When London 2012 organisers unveiled the mascots they hoped to bring Olympic gold to the pockets of merchandise-makers, many eyebrows were raised – one-eyed, alien-like characters formed from droplets of steel were a slightly off-the-wall choice to symbolise the British capital.

And now it seems those concerns were legitimate, as Wenlock and Mandeville's failure to sell sent a much-loved British toy-maker's shares tumbling by more than a third. Hornby, the maker of childhood favourites from Scalextric and Corgi to Airfix suffered dire sales in their London 2012 merchandise this summer.

A key problem is understood to have been a distinct lack of demand at big retail chains for Hornby's figurines of the two official mascots.

A person familiar with the situation said that big retailers, such as Tesco and Argos, got cold feet after sales of the mascot toys disappointed, which led to them cancelling orders en masse from licensee Hornby early in the summer.

The warning from Hornby further reinforces the view that, while the Olympics delivered a temporary feel-good boost to the UK, they led to a reduction in consumer spending and footfall on the High Street for the duration of the Games.

The lower than expected sales of merchandise hit Hornby's profits by £3m. Andy Wade, an analyst at Numis Securities, said: "Where the group had originally envisaged the Olympics providing a £7m fillip to revenue and £2m of profit, it is now expected to result in a £1m hit to the bottom line."

Amid a warning about "continued depressed consumer spending," Hornby explained that before the Olympics it had initially enjoyed "strong" orders from retailers and "encouraging" consumer purchases.

But the problem was that retailers had also purchased huge quantities of London 2012 merchandise from other licencees and faced with a glut of unsold stock they "resorted to deep discounting".

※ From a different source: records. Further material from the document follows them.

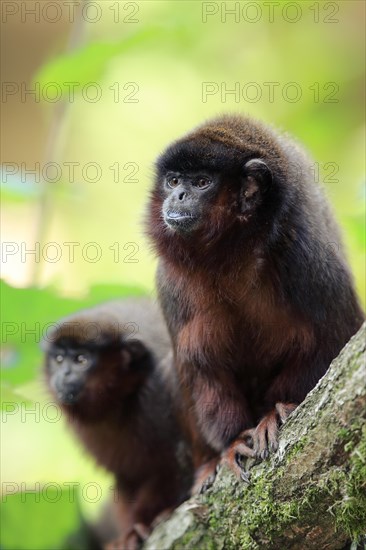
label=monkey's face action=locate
[163,170,219,234]
[47,346,98,405]
[44,338,153,419]
[154,137,272,241]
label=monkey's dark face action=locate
[153,137,272,241]
[162,170,219,234]
[45,336,153,419]
[47,346,98,405]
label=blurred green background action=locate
[1,0,366,549]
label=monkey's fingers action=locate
[254,410,278,460]
[253,402,296,460]
[191,458,219,495]
[276,403,297,424]
[221,430,255,482]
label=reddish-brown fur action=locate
[148,116,363,488]
[45,300,192,550]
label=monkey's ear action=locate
[240,159,272,215]
[125,339,149,361]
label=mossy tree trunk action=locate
[144,324,366,550]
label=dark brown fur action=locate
[147,116,364,486]
[45,300,191,548]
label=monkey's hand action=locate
[104,523,150,550]
[223,403,297,480]
[191,458,219,495]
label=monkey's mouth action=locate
[165,210,194,221]
[164,210,197,233]
[56,385,81,405]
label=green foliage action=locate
[0,486,80,550]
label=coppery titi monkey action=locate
[43,299,192,549]
[147,116,364,490]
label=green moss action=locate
[331,427,366,540]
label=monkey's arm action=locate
[224,352,330,473]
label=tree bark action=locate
[143,323,366,550]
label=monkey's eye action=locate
[76,353,88,366]
[168,176,179,187]
[194,178,211,193]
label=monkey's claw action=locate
[224,403,297,481]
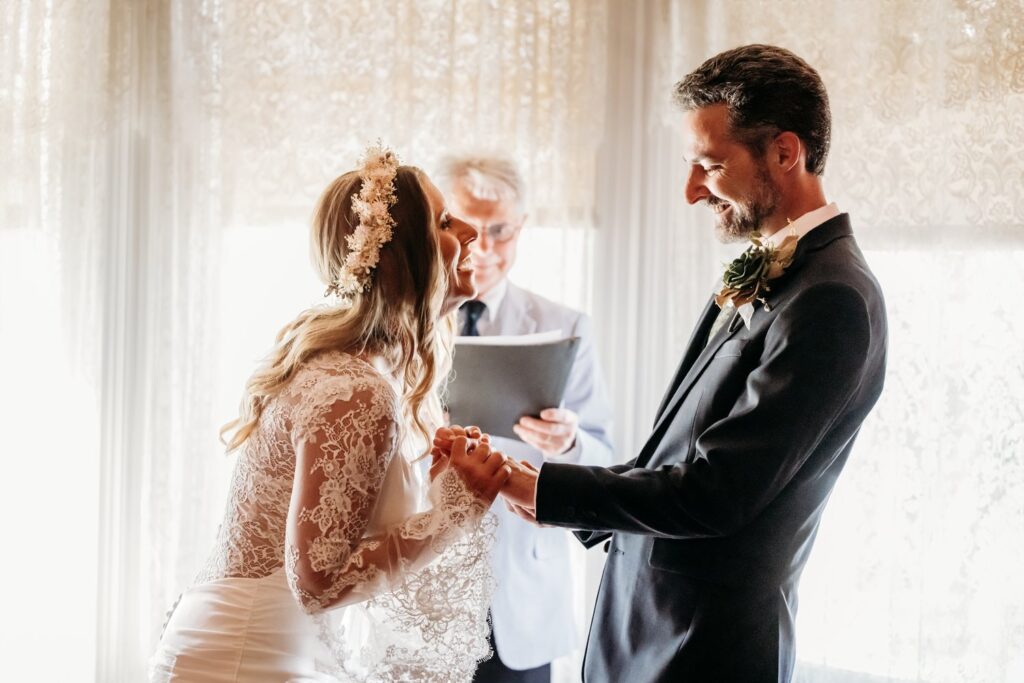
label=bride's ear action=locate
[768,130,806,173]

The toy maker said: "The consequence of this for Hornby was that retailers lost confidence in many categories of London 2012 merchandise, and repeat orders for our products were cancelled."

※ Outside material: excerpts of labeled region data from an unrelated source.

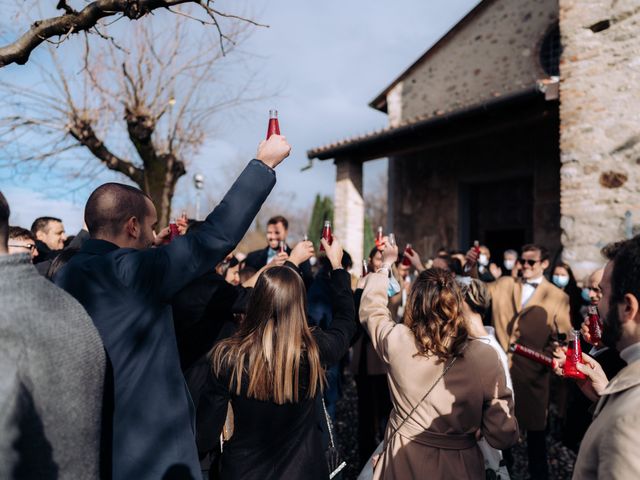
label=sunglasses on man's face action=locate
[518,258,540,267]
[8,243,36,252]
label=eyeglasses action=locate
[8,243,36,252]
[518,258,540,267]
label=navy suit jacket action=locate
[54,160,275,480]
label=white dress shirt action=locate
[620,343,640,365]
[520,276,543,307]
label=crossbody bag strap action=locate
[320,394,336,448]
[385,357,458,449]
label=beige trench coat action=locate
[486,277,571,430]
[573,361,640,480]
[360,273,518,479]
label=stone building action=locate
[308,0,640,275]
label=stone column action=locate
[333,158,364,270]
[559,0,640,280]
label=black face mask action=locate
[602,305,622,349]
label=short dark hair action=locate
[602,236,640,303]
[522,243,549,262]
[0,192,11,250]
[84,183,151,237]
[267,215,289,230]
[31,217,62,235]
[9,227,36,243]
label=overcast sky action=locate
[1,0,479,232]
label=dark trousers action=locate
[502,430,549,480]
[355,375,391,466]
[527,430,549,480]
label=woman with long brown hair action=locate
[212,238,355,480]
[360,243,518,479]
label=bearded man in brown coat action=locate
[487,244,571,479]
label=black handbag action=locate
[322,398,347,479]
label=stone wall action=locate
[560,0,640,275]
[387,0,558,122]
[389,111,560,257]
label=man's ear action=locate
[125,217,140,239]
[619,293,640,323]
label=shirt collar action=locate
[620,342,640,365]
[80,238,120,255]
[524,276,544,285]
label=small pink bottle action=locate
[267,110,280,140]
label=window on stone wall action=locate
[540,23,562,76]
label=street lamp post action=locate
[193,173,204,220]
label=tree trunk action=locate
[140,154,186,230]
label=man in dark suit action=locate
[54,135,290,480]
[245,215,313,290]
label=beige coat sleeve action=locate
[359,273,397,363]
[476,349,519,450]
[598,413,640,480]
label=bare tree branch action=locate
[0,0,266,67]
[68,118,144,184]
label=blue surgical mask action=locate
[552,275,569,288]
[387,275,401,297]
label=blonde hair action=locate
[212,266,325,405]
[461,278,491,318]
[404,268,468,361]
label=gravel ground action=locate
[336,373,576,480]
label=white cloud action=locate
[2,186,84,235]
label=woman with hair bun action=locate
[360,238,518,479]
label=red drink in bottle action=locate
[320,220,333,252]
[587,305,602,346]
[169,222,180,242]
[463,240,480,275]
[163,222,180,245]
[563,330,587,380]
[509,343,556,368]
[267,110,280,140]
[376,227,384,250]
[402,243,413,267]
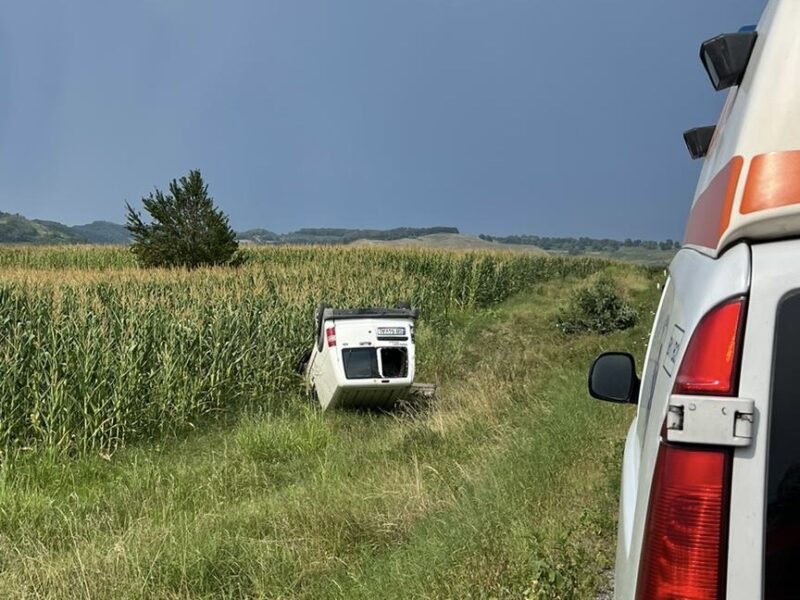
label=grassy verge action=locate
[0,266,655,599]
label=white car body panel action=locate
[614,244,750,598]
[615,0,800,600]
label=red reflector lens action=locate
[673,298,745,396]
[636,443,730,600]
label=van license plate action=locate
[378,327,406,337]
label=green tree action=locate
[125,170,240,269]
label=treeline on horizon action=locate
[238,227,459,244]
[478,234,681,254]
[0,212,680,254]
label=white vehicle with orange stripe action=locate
[589,0,800,600]
[305,304,419,410]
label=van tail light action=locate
[636,298,747,600]
[636,442,731,600]
[672,298,745,396]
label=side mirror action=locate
[683,125,717,160]
[589,352,640,404]
[700,31,758,91]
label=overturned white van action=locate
[305,304,419,410]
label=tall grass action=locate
[0,247,606,451]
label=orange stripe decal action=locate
[739,150,800,215]
[683,156,744,248]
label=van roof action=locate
[322,307,419,320]
[684,0,800,256]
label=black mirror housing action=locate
[683,125,717,159]
[589,352,640,404]
[700,31,758,91]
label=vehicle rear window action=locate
[764,290,800,600]
[342,348,381,379]
[381,348,408,379]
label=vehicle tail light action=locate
[673,298,745,396]
[636,298,746,600]
[636,442,731,600]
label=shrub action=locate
[556,279,637,334]
[127,171,241,269]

The company, which produced its first Hornby electric train set in 1925, said it now only expects to "break even" this year, following a profit of £4.5m in 2011-12.

Shares in the group – which also sells through 200 concessions, including Hamleys and Harrods – fell by 30.3p, or 34.2 per cent, to 58.3p yesterday.

However, demand for Hornby's other 2012 merchandise, such as the Corgi London taxis and Scalextric Team GB cycling velodrome set, were more robust. The company's London 2012 train set was also still selling at the full recommended retail price of £99.99 on its website yesterday.

Hornby also blamed its third profit warning of this year, following previous downgrades in January and April, on the plans of one of its big suppliers in China to "rationalise its manufacturing facilities". This is affecting Hornby's shipments of model train sets to the Continent.

Hornby said the "disruption to our supplies for the remainder of the financial year will be substantial".

It added: "We have made solid progress in recent years to diversify our supply base in China and also in India." However, it pulled no punches, describing the realignment of its manufacturing as "part of a painful process".